Peter Lawler is a writer I’ve been following for the past couple of years. He labels himself a “postmodern conservative” which caught my attention, because I’d decided that although I’d learned quite a lot from the postmodernists, it seemed to me that they were inside a bubble and though inside that bubble their views held, they thought the bubble was reality and I thought it was only a bubble.
He’s writing a series looking at contemporary American education through the “lens” of Tocqueville’s thought. His focus is on higher ed, but the main issues are completely applicable to what has happened in secondary ed. In Part 3, “Is it all about the soul?” he notes signs of America’s educational decline: “We can see that, in fact, most of the best theoretical programs can be found in our country today, but a strikingly disproportionate percentage of the students and professors didn’t grow up here.
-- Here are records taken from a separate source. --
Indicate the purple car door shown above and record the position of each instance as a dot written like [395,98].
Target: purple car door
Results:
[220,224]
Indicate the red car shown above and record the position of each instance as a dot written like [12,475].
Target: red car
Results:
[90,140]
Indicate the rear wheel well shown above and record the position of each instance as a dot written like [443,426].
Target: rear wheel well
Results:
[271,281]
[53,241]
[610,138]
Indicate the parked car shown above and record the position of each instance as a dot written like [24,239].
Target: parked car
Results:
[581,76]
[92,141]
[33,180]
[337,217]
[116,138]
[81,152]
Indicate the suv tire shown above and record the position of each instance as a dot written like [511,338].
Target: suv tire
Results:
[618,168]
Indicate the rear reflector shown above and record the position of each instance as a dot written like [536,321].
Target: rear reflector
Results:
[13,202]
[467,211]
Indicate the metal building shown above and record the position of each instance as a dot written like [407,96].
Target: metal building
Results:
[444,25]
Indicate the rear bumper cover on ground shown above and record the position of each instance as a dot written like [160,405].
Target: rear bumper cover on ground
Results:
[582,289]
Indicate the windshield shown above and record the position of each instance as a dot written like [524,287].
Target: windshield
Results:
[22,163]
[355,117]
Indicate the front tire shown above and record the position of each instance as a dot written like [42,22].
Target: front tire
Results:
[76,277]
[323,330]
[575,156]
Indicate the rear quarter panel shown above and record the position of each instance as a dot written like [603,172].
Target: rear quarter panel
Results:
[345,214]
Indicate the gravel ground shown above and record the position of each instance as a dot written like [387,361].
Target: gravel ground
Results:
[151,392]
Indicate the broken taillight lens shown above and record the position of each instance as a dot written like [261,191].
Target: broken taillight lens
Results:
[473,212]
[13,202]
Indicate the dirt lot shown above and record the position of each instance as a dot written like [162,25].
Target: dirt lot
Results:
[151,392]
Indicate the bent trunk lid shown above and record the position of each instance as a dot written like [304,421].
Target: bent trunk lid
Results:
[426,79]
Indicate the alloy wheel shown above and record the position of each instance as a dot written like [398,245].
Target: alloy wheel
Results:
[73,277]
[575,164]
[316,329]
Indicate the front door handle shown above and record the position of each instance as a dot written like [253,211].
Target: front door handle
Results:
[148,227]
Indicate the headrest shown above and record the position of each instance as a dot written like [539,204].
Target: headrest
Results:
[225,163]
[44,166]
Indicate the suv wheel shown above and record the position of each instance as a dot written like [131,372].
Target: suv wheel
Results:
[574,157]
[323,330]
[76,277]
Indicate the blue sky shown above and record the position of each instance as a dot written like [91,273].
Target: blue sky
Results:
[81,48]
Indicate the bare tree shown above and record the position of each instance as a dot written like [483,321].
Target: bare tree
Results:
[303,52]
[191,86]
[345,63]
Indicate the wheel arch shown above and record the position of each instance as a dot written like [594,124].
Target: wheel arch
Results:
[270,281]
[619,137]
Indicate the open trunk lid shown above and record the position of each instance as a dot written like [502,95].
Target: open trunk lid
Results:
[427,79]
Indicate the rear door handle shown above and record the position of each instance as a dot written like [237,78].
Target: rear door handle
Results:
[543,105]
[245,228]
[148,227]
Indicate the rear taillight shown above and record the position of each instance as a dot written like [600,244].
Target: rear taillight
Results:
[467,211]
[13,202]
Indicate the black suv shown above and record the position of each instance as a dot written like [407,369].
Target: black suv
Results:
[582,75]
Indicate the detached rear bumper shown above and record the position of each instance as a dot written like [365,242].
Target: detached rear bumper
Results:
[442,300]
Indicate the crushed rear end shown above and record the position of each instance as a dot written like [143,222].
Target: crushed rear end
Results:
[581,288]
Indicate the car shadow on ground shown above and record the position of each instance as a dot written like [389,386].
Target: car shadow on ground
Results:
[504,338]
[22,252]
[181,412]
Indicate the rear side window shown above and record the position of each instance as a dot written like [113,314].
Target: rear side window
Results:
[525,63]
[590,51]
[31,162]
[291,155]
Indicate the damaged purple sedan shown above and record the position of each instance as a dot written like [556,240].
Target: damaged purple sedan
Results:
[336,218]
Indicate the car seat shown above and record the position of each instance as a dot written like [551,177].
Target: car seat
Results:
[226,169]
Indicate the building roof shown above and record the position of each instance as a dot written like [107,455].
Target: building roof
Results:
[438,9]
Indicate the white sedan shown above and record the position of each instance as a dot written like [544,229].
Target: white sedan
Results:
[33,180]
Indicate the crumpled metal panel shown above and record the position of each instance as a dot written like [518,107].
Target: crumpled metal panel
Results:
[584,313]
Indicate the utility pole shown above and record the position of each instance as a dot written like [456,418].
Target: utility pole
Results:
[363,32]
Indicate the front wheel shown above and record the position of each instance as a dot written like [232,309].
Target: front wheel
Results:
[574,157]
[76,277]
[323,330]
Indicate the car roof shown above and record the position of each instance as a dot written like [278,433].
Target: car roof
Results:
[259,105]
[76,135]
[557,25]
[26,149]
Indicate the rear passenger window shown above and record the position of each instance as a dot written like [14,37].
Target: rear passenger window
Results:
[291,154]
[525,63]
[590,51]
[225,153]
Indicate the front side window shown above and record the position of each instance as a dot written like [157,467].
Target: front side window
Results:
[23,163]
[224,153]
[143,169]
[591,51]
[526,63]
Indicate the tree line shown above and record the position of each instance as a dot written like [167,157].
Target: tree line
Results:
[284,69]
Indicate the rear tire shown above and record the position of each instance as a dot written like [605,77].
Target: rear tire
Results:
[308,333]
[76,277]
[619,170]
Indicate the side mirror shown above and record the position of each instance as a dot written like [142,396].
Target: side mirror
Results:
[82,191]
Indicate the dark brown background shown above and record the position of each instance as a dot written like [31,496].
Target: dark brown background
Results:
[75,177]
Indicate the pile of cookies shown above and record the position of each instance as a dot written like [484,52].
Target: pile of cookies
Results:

We know enough to spend the money, but we’re not so good in raising and educating kids to become the most top-flight of scientists.”
He suggests that this is because we are losing a framework for thinking about the soul, without which even our technological thinking atrophies. As we neglect the importance of the soul, our language becomes “more abstract and technical, using words like input when what is really meant is opinion. Language becomes less attuned to the personal longings of the being who loves, dies, and is open to truth about all things.”
Without steady replenishment from the ancient writers, who were “all about the soul,” we become a people among whom “poetry, and philosophy will lose ground.”
When he taught at Amherst in the 1930s, Robert Frost observed that changes advocated by apostles of endless innovation and experimentation would lead to the replacement of philosophy and literature with psychology and social sciences. This has happened to such an extent that it would be a rare occurrence, these days, to find an educator who understood what loss that change entailed.
What it has entailed, unfortunately, is that we are no longer in conversation with the great thinkers of the past–with the best that has been thought and said about the enduring questions. We can marvel, somewhat, at the depth and breadth of the understanding of such as Madison and Jefferson, but we have radically curtailed the sort of education that produced such leaders. They had a profound understanding of the intimate connection between the quality of our education and the fate of our republic.
Two things seem clear to me about today’s schools: first, our well-being and perhaps our survival as a free and self-governing people depend on some of us or many of us engaging in a deep conversation with America’s Founders, and with the sources of their insight, about the meaning of the American republic, and second, any such conversation is not going to emerge among those who have power and authority in the schools we’ve built. They speak of change incessantly, but they are nearly the last people with either the education or the motivation to question the status quo.